O6-Methylguanine-DNA methyltransferase (MGMT) is a major determinant of resistance to temozolomide. Its levels are depleted in lymphocytes after drug administration, but there is partial recovery by 24 hr, the usual time of subsequent dosing. Administering subsequent doses of temozolomide at the MGMT nadir could enhance its effectiveness, by increasing the amount of O6-methylguanine (O6-meG) in DNA. We evaluated the efficacy of such a schedule of temozolomide and determined the kinetics of MGMT depletion and O6-meG formation in DNA following treatment. Thirty patients with advanced malignant melanoma were treated with temozolomide 1,000 mg/m2 equally split into 5 doses over a 16 hr period every 28 days.

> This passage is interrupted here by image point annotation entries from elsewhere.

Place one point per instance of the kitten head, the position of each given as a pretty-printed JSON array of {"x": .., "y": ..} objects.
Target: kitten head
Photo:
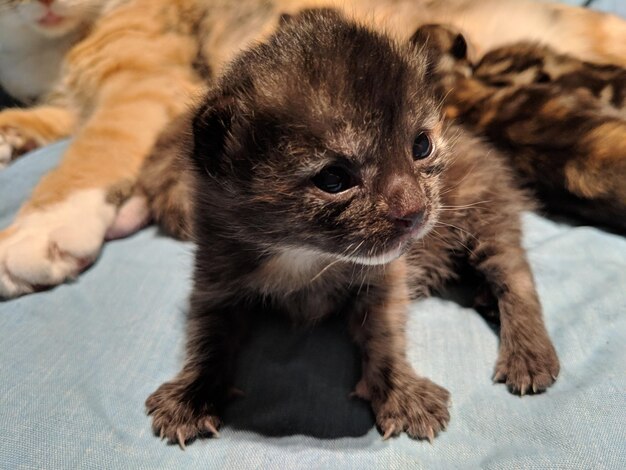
[
  {"x": 445, "y": 47},
  {"x": 521, "y": 63},
  {"x": 52, "y": 18},
  {"x": 326, "y": 137}
]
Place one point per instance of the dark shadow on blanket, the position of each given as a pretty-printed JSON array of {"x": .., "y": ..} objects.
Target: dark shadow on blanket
[{"x": 297, "y": 380}]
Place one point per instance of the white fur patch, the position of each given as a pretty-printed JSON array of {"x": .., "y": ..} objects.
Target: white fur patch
[
  {"x": 49, "y": 246},
  {"x": 291, "y": 269}
]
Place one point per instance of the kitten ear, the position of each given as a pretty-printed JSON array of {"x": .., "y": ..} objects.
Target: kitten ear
[
  {"x": 210, "y": 127},
  {"x": 459, "y": 47}
]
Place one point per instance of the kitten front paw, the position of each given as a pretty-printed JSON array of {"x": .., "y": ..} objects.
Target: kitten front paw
[
  {"x": 13, "y": 144},
  {"x": 527, "y": 369},
  {"x": 181, "y": 418},
  {"x": 417, "y": 406},
  {"x": 47, "y": 246}
]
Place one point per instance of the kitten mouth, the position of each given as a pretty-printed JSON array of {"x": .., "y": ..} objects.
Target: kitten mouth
[{"x": 51, "y": 19}]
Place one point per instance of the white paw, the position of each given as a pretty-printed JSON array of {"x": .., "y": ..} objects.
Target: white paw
[{"x": 49, "y": 246}]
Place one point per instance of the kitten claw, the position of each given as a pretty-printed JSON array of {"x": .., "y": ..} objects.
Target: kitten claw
[
  {"x": 181, "y": 439},
  {"x": 208, "y": 424},
  {"x": 498, "y": 377},
  {"x": 389, "y": 432}
]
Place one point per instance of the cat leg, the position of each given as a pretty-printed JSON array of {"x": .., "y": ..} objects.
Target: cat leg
[
  {"x": 60, "y": 230},
  {"x": 401, "y": 400},
  {"x": 527, "y": 361},
  {"x": 23, "y": 130},
  {"x": 189, "y": 406}
]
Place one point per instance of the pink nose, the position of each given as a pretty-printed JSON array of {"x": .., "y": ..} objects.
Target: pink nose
[{"x": 408, "y": 221}]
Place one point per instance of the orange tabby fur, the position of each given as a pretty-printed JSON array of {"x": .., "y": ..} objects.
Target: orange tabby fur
[{"x": 135, "y": 72}]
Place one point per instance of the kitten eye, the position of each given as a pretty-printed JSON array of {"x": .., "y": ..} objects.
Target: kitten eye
[
  {"x": 422, "y": 146},
  {"x": 333, "y": 179}
]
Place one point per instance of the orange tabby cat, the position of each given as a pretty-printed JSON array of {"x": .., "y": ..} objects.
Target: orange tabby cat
[{"x": 139, "y": 68}]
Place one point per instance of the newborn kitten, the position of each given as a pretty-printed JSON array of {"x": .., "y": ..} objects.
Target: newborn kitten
[
  {"x": 35, "y": 35},
  {"x": 324, "y": 181},
  {"x": 566, "y": 143},
  {"x": 525, "y": 63}
]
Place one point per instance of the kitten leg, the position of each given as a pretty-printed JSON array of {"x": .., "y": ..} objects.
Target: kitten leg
[
  {"x": 23, "y": 130},
  {"x": 61, "y": 228},
  {"x": 401, "y": 400},
  {"x": 527, "y": 361},
  {"x": 189, "y": 406}
]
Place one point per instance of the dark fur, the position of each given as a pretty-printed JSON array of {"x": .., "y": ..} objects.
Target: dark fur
[
  {"x": 554, "y": 116},
  {"x": 324, "y": 91}
]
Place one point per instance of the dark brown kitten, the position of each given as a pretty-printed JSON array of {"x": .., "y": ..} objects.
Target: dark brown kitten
[
  {"x": 546, "y": 113},
  {"x": 324, "y": 182}
]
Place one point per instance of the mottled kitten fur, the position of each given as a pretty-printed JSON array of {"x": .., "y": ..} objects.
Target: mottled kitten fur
[
  {"x": 524, "y": 63},
  {"x": 324, "y": 181},
  {"x": 553, "y": 116}
]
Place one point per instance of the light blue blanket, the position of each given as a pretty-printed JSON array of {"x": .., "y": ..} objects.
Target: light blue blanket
[{"x": 77, "y": 363}]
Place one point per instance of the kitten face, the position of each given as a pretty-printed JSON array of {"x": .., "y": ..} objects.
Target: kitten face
[
  {"x": 331, "y": 143},
  {"x": 52, "y": 18}
]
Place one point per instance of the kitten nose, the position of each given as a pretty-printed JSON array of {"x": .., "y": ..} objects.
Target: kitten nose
[{"x": 409, "y": 221}]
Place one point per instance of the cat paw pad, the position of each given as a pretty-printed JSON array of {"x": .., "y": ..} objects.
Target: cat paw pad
[
  {"x": 419, "y": 407},
  {"x": 46, "y": 247},
  {"x": 176, "y": 419},
  {"x": 526, "y": 371}
]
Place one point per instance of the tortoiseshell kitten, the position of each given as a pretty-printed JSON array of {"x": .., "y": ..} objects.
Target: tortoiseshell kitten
[
  {"x": 556, "y": 127},
  {"x": 323, "y": 181},
  {"x": 525, "y": 63}
]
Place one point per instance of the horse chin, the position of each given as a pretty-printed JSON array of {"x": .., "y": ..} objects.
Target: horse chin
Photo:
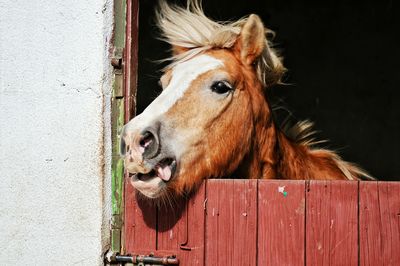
[{"x": 154, "y": 183}]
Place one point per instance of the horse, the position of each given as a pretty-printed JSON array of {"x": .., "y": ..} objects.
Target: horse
[{"x": 213, "y": 118}]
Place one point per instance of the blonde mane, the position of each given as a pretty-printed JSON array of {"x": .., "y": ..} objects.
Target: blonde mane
[
  {"x": 188, "y": 29},
  {"x": 190, "y": 33}
]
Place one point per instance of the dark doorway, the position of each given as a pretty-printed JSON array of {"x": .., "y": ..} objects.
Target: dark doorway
[{"x": 344, "y": 71}]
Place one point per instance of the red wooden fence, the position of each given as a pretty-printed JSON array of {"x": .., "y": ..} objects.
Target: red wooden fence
[{"x": 272, "y": 222}]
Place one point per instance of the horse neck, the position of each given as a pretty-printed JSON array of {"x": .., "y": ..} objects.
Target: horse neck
[{"x": 274, "y": 156}]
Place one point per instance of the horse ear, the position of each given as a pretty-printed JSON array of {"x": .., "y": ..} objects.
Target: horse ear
[
  {"x": 176, "y": 50},
  {"x": 251, "y": 42}
]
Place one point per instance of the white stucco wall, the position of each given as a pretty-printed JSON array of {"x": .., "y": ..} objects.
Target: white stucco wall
[{"x": 54, "y": 131}]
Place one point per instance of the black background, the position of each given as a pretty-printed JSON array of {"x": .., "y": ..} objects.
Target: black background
[{"x": 343, "y": 61}]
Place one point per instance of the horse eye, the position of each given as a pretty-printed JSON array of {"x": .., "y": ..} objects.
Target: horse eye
[{"x": 221, "y": 87}]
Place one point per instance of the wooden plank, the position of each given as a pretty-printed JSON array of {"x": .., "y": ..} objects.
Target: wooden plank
[
  {"x": 281, "y": 222},
  {"x": 181, "y": 229},
  {"x": 332, "y": 223},
  {"x": 379, "y": 223},
  {"x": 231, "y": 222},
  {"x": 140, "y": 223}
]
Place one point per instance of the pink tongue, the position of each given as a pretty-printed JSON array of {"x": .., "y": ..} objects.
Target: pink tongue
[{"x": 164, "y": 172}]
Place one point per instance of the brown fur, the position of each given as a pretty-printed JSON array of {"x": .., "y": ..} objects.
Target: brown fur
[
  {"x": 252, "y": 147},
  {"x": 234, "y": 135}
]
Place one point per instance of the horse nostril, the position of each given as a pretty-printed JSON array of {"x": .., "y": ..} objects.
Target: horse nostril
[{"x": 148, "y": 144}]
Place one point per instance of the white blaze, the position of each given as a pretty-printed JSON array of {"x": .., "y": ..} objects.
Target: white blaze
[{"x": 182, "y": 76}]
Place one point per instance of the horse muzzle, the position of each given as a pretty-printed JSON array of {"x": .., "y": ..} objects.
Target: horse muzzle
[{"x": 150, "y": 166}]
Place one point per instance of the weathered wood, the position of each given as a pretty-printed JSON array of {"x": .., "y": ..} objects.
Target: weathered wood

O6-meG formation was determined in peripheral blood mononuclear cell (PBMC) DNA and, in a subset of patients, in tumor tissue during the first treatment cycle. MGMT levels fell rapidly with dosing, reaching a nadir in PBMCs of 18.0 +/- 2.26% of initial levels. O6-meG levels increased during the treatment period, peaking at 11.1 +/- 1.25 micromol/mol dG in PBMCs and at 4.25 +/- 0.79 micromol/mol dG in tumor biopsies. The main toxicities were grade IV thrombocytopenia in 12 patients (42.8%) and grade IV neutropenia in 11 patients (39.2%), associated with fever in 8 cases. There were 7 responses (1 complete), for an overall response rate of 23.3%; median overall survival was 6.1 months. The compressed schedule has activity against melanoma, with greater MGMT depletion and O6-meG formation than previously reported for O6-alkylating agent regimens. Myelosuppression precludes its wider application, but MGMT in PBMCs predicted the dose intensity of temozolomide that patients could sustain, suggesting a means by which individuals suitable for this approach might be identified.